El Nobel de Literatura 1998 anda, de nuevo, por Chile. Trae bajo su brazo su nueva novela, "La caverna", que nos recuerda lo esquizofrénico del vivir actual. Aquí habla de ello, de su desesperanza individual y colectiva, pese a que -asegura- tener todo para ser feliz. "Y no lo soy", concluye.

10 de Noviembre de 2000 | 13:18 | Marcelo Cabello, Emol.com
SANTIAGO.- Saramago es la excepción a la regla. A la social, de todas maneras. Mientras padres y abuelos, con los años, se conforman con todo, o casi todo, este autor portugués no claudica en recordarnos lo mal que anda el mundo, nosotros, él incluido. Extraña esa "capacidad de indignarse", especialmente de lo que él llama "la obscenidad máxima" del mundo: la muerte por hambruna.

"Lo que es obsceno no es la pornografía sino morir de hambre, es la máxima obscenidad. La Humanidad permite que la gente, es decir la Humanidad, se muera de hambre. El mayor gasto en Europa son los cosméticos, con ese dinero se podría resolver el problema sanitario del mundo. Vivimos de una forma totalmente esquizofrénica: obsesión por el cuerpo, limpio, oloroso, cuidamos de esa cosa preciosa, del cuerpo, y vivimos en la basura.
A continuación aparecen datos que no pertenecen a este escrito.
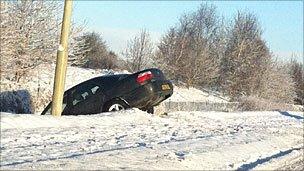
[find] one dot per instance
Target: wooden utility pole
(62, 58)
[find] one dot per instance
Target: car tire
(150, 110)
(115, 105)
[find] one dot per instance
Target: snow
(135, 140)
(191, 94)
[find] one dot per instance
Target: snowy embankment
(133, 139)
Si envían un aparato a Marte, me imagino que es más fácil llegar a nuestro semejante", sostiene este hombre, feliz y no, que carga el título de Nobel de Literatura 1998.
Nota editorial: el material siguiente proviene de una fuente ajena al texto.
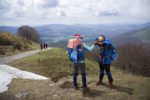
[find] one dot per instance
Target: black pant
(105, 67)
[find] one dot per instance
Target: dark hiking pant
(76, 66)
(105, 67)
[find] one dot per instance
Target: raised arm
(85, 47)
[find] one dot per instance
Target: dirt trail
(9, 59)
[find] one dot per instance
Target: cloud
(37, 12)
(49, 3)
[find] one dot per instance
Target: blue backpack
(76, 54)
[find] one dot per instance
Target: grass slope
(143, 35)
(55, 65)
(13, 44)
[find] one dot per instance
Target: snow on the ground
(7, 73)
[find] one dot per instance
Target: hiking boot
(84, 88)
(76, 87)
(110, 85)
(99, 82)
Así habla, y así es, José Saramago, autor de títulos polémicos como reflexivos, si anotamos en su hoja curricular El evangelio según Jesucristo y su mirada genuina sobre el catolicismo y labor social, bastante alejada -añade en el texto- de lo que verdaderamente quiere el devoto.

Está de nuevo en Chile, país que conoce en su mínima expresión. "Sólo sé de Isla Negra, Valparaíso. Conozco más a los chilenos, y decir que son buenas personas no me provoca esfuerzo, claro no todos, hay algunos que decirles antipáticos sería poco, al igual que en Portugal, usteden saben, también tuvimos dictadura y eso".

No hay que apretar en demasía a este reposado portugués para que se refiera a las demandas sociales y políticas, distintivo de sus páginas. "Veo que la lucha por las libertades, por la igualdad, en la dictadura, nos llevó a paralizarnos al encontrar la democracia. Se dejó de luchar. La democracia no es la meta, es el punto de partida, es cosa de ver el movimiento sindical en el mundo ¡está por las cuerdas! Se negocia el 0,3 por ciento del salario. Se ha perdido la capacidad de indignarse, la protesta".

Aun así, Saramago, el hombre, no el escritor, está feliz y ni tanto. "Tengo todo para estar contento: salud, familia, una mujer que amo y que me ama, una casa frente al mar, nietos, hija, dinero, que me gané con mi trabajo... todo como para no importarme nada en el mundo. Tengo el televisor apagado, la radio con música suave, el tiempo para vivir plenamente, claro a mi edad no es mucho, pero no puedo vivir tranquilo. Aunque tengo todo para, esa palabra obsesiva, todo, para ser feliz, y no lo soy. Nadie puede decir que está feliz en este mundo si mira a su alrededor, lo que pasa en el mundo es una tragedia".

Tragedia que nos repasa en el rostro con La caverna, su reciente novela, la primera post distinción sueca, que saldrá a la venta en diciembre bajo el sello Alfaguara. Historia que surge de un trayecto vehicular entre Lisboa y un bucólico pueblo; Saramago en auto y observa un cartel anunciando la venidera apertura de un centro comercial.

¿Qué pasó por su mente, don José? "Lo he visto sin ventanas, espacio cerrado, como una caverna, la de Platón, donde lo virtual se convierte en realidad. Una enorme contradicción eso de hablar de realidad virtual. Entramos y vivimos en la caverna, con tres polos claves en la formación de la mentalidad: el shopping, la discoteca y el estadio, ahí se forma la mentalidad nueva".